Forecasting influenza in Hong Kong with Google search queries and statistical model fusion.

BACKGROUND

The objective of this study is to investigate predictive utility of online social media and web search queries, particularly, Google search data, to forecast new cases of influenza-like-illness (ILI) in general outpatient clinics (GOPC) in Hong Kong. To mitigate the impact of sensitivity to self-excitement (i.e., fickle media interest) and other artifacts of online social media data, in our approach we fuse multiple offline and online data sources.

METHODS

Four individual models: generalized linear model (GLM), least absolute shrinkage and selection operator (LASSO), autoregressive integrated moving average (ARIMA), and deep learning (DL) with Feedforward Neural Networks (FNN) are employed to forecast ILI-GOPC both one week and two weeks in advance. The covariates include Google search queries, meteorological data, and previously recorded offline ILI. To our knowledge, this is the first study that introduces deep learning methodology into surveillance of infectious diseases and investigates its predictive utility. Furthermore, to exploit the strength from each individual forecasting models, we use statistical model fusion, using Bayesian model averaging (BMA), which allows a systematic integration of multiple forecast scenarios. For each model, an adaptive approach is used to capture the recent relationship between ILI and covariates.

RESULTS

DL with FNN appears to deliver the most competitive predictive performance among the four considered individual models.
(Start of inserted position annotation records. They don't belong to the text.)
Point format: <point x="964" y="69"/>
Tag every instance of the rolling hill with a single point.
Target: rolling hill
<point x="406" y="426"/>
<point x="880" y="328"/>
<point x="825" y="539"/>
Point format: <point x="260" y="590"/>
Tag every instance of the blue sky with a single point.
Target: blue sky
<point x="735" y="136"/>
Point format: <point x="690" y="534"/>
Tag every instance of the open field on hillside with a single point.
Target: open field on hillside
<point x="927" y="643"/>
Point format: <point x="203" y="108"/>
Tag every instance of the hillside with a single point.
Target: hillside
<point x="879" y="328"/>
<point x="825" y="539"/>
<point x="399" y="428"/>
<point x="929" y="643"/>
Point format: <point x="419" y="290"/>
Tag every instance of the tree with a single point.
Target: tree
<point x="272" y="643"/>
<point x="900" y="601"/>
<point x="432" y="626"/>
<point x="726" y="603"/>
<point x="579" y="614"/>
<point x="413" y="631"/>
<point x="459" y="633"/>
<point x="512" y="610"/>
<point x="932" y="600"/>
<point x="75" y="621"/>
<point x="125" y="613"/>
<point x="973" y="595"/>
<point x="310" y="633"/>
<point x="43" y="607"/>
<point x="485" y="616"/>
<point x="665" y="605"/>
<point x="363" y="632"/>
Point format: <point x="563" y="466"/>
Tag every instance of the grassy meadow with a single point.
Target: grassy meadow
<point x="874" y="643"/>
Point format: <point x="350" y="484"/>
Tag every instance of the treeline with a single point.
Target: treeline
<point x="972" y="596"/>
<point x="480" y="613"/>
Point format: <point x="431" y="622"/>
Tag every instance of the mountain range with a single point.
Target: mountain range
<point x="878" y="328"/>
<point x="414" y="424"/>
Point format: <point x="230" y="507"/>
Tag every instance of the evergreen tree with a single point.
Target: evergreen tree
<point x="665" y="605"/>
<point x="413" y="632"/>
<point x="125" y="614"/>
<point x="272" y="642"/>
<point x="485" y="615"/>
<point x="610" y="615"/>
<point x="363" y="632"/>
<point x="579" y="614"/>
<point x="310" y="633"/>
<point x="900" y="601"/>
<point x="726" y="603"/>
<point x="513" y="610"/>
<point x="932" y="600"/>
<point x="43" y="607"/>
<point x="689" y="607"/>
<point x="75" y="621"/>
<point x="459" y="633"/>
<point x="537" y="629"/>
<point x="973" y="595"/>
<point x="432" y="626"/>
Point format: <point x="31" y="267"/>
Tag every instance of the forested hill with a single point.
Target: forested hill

Combing all four models in a comprehensive BMA framework allows to further improve such predictive evaluation metrics as root mean squared error (RMSE) and mean absolute predictive error (MAPE). Nevertheless, DL with FNN remains the preferred method for predicting locations of influenza peaks.

CONCLUSIONS

The proposed approach can be viewed a feasible alternative to forecast ILI in Hong Kong or other countries where ILI has no constant seasonal trend and influenza data resources are limited. The proposed methodology is easily tractable and computationally efficient.